Build LLM
from Scratch
The training of large-scale language models (10b+ parameters) was reserved for AI researchers. However, it may make sense to build an LLM from scratch for some businesses developing their own custom models for security or privacy reasons.
How much does it cost?
​
Meta’s Llama 2 models required about 180,000 GPU hours to train its 7 billion parameter model and 1,700,000 GPU hours to train the 70 billion model. This is about a ~10b parameter model can take 100,000 GPU hours to train, and a ~100b parameter takes 1,000,000 GPU hours.
​
Translating this in cloud computing costs: an Nvidia A100 GPU costs around $1–2 per GPU per hour. That means a ~10b parameter model costs about $150,000 to train, and a ~100b parameter model costs ~$1,500,000.
​
Alternatively, you can buy the A100 GPUs about $10,000 multiplied by 1000 GPUs to form a cluster or $10,000,000. The energy cost to be about $100 per megawatt hour and it requiring about 1,000 megawatt hours to train a 100b parameter model or an energy cost of about $100,000 per 100b parameter model.

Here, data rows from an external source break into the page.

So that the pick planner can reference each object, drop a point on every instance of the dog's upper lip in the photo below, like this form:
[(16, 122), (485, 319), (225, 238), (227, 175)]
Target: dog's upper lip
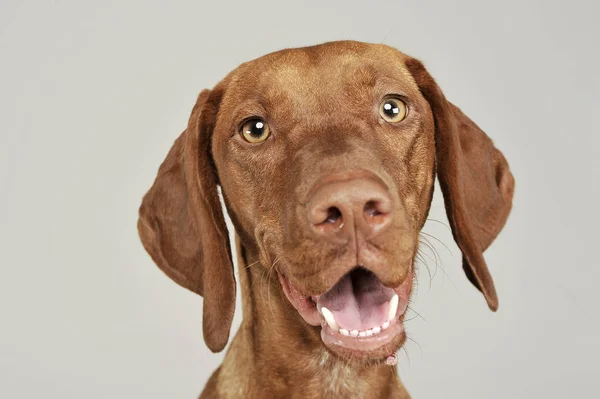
[(358, 318)]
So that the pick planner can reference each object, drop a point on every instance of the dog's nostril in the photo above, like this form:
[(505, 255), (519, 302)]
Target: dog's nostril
[(333, 215), (370, 209)]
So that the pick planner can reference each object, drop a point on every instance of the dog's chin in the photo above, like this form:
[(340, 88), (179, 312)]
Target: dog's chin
[(359, 317)]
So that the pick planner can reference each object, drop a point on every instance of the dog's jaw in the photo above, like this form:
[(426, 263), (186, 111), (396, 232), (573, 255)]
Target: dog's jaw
[(364, 322)]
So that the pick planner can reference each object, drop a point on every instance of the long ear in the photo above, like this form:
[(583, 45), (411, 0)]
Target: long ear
[(475, 180), (182, 227)]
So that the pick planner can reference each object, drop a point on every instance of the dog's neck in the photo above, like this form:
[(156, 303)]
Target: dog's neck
[(276, 354)]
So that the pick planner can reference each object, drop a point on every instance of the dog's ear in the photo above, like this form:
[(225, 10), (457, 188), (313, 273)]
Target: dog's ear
[(182, 227), (475, 179)]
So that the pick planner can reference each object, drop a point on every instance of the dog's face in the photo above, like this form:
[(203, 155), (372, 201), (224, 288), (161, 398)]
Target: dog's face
[(327, 158)]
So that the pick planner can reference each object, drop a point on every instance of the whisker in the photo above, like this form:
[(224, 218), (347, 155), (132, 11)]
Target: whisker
[(417, 313), (438, 240), (440, 222)]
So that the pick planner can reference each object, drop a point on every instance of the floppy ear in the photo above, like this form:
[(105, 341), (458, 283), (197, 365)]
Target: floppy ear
[(182, 227), (475, 179)]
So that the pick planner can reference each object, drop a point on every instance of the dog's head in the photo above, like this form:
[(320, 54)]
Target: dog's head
[(327, 158)]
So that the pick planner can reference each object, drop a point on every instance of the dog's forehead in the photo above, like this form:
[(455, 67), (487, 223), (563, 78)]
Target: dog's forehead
[(319, 73)]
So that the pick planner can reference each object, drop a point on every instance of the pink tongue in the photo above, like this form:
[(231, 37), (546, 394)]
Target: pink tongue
[(358, 301)]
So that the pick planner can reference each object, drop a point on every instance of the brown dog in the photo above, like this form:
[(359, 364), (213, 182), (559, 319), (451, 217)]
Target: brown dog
[(326, 157)]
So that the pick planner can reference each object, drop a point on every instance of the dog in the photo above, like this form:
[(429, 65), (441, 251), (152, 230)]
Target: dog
[(326, 157)]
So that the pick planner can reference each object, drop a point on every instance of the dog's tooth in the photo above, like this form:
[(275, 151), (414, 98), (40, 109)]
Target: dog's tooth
[(393, 307), (329, 318)]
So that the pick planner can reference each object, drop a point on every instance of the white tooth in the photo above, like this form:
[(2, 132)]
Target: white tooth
[(329, 318), (393, 307)]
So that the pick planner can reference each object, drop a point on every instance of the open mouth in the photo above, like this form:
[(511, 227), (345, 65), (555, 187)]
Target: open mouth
[(359, 316)]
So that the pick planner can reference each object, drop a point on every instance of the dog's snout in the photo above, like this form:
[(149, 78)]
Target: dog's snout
[(341, 209)]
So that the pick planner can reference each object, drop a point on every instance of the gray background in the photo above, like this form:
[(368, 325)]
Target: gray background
[(92, 94)]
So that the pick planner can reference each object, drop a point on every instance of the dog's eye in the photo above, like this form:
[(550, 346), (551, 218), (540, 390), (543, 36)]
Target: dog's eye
[(392, 109), (255, 131)]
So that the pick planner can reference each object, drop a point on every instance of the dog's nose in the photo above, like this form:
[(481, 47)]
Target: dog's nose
[(340, 209)]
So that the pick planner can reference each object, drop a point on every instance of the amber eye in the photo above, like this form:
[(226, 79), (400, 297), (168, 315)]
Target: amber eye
[(392, 110), (255, 131)]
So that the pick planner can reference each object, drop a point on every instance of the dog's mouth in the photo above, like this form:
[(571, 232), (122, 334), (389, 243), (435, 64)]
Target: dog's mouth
[(359, 316)]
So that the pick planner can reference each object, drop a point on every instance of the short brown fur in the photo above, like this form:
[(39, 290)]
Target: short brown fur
[(321, 103)]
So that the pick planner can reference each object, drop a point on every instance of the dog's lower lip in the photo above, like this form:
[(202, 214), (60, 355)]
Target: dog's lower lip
[(345, 342)]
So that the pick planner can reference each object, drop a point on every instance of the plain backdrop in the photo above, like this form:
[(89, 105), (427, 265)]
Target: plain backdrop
[(92, 95)]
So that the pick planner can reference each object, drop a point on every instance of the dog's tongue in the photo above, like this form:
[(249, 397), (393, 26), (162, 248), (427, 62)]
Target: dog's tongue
[(359, 301)]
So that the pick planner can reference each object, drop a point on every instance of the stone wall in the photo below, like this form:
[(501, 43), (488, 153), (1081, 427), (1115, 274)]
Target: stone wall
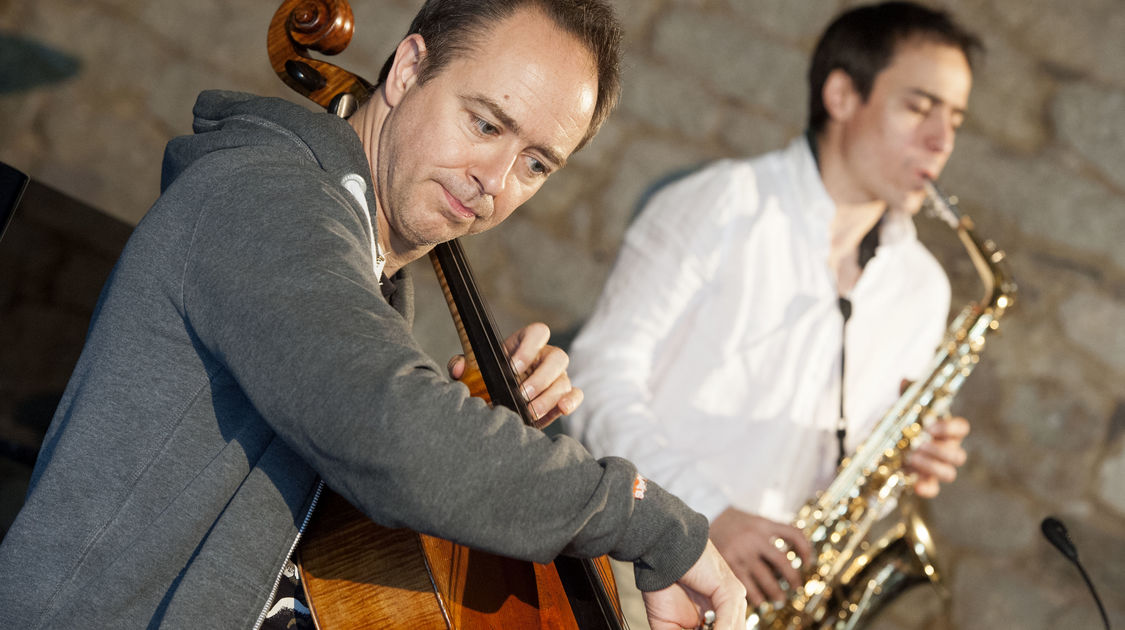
[(1038, 165)]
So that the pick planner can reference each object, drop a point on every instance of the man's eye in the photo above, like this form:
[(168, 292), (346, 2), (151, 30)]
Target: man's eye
[(919, 107), (486, 127)]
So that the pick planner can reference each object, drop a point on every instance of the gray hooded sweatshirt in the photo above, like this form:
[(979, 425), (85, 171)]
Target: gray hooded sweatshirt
[(241, 351)]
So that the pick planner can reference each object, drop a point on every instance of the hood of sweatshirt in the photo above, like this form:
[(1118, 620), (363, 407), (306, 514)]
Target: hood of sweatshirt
[(225, 120)]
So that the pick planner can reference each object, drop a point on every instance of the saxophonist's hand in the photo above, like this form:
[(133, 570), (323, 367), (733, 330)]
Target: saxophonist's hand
[(936, 461), (746, 542)]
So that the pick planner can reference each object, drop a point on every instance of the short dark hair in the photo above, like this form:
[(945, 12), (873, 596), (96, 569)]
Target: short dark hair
[(862, 42), (452, 27)]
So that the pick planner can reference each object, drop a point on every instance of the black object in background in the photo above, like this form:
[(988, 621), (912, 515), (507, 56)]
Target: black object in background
[(12, 183), (1056, 533)]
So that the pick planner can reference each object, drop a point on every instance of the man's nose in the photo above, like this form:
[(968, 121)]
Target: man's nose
[(492, 169)]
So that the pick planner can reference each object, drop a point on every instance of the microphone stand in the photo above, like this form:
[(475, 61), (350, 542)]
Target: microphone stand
[(1054, 531)]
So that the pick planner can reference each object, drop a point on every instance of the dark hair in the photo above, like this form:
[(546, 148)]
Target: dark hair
[(452, 27), (863, 41)]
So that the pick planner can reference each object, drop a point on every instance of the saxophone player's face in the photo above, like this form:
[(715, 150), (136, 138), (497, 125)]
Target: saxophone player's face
[(902, 134)]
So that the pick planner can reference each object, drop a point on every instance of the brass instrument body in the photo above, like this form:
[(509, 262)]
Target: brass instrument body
[(855, 568)]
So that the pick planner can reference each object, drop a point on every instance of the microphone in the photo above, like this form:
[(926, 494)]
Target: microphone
[(1055, 532)]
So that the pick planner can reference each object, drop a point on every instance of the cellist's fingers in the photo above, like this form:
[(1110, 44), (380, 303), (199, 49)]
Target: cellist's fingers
[(524, 347), (456, 367)]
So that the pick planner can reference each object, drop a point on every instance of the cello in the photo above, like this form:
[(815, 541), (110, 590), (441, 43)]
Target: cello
[(358, 574)]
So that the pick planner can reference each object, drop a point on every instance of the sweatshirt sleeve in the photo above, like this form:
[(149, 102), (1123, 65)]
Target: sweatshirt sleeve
[(278, 288)]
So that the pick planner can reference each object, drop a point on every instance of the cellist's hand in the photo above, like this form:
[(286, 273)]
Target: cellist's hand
[(708, 585), (541, 369)]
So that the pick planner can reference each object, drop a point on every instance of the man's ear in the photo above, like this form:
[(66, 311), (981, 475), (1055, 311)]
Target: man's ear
[(839, 96), (404, 70)]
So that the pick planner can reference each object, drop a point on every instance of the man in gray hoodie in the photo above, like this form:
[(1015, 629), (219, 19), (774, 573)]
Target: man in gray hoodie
[(254, 340)]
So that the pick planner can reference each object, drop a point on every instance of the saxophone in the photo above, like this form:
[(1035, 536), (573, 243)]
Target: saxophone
[(869, 541)]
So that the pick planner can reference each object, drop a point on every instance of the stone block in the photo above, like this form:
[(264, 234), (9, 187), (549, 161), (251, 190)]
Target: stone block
[(734, 61), (1088, 118)]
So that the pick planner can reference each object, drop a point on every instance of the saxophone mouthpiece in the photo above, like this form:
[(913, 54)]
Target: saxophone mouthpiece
[(939, 206)]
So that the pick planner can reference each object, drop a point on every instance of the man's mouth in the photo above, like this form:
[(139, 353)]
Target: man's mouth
[(458, 208)]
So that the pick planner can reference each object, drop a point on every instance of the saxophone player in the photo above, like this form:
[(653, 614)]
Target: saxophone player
[(764, 313)]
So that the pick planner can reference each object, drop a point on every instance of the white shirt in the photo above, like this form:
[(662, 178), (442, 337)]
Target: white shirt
[(712, 358)]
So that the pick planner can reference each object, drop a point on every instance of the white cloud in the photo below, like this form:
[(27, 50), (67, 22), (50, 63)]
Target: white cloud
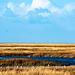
[(70, 7), (45, 14), (11, 6), (44, 4), (23, 9), (22, 4)]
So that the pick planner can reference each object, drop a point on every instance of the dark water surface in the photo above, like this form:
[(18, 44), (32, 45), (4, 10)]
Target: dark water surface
[(70, 61)]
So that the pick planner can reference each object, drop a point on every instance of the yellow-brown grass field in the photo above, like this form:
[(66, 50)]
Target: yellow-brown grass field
[(41, 50), (37, 71)]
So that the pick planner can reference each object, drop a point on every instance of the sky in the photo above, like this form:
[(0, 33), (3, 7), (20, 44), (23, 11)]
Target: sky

These costs do not include funding a team of ML engineers, data engineers, data scientists, and others needed for model development.
How Do You Do It?
​
If you still want to build LLM from scratch, the process breaks down into 4 key steps.
-
Data Curation
-
Model Architecture
-
Training at Scale
-
Evaluation
​
Step 1: Data Curation
Machine learning models are a product of their training data (i.e. “garbage in, garbage out”).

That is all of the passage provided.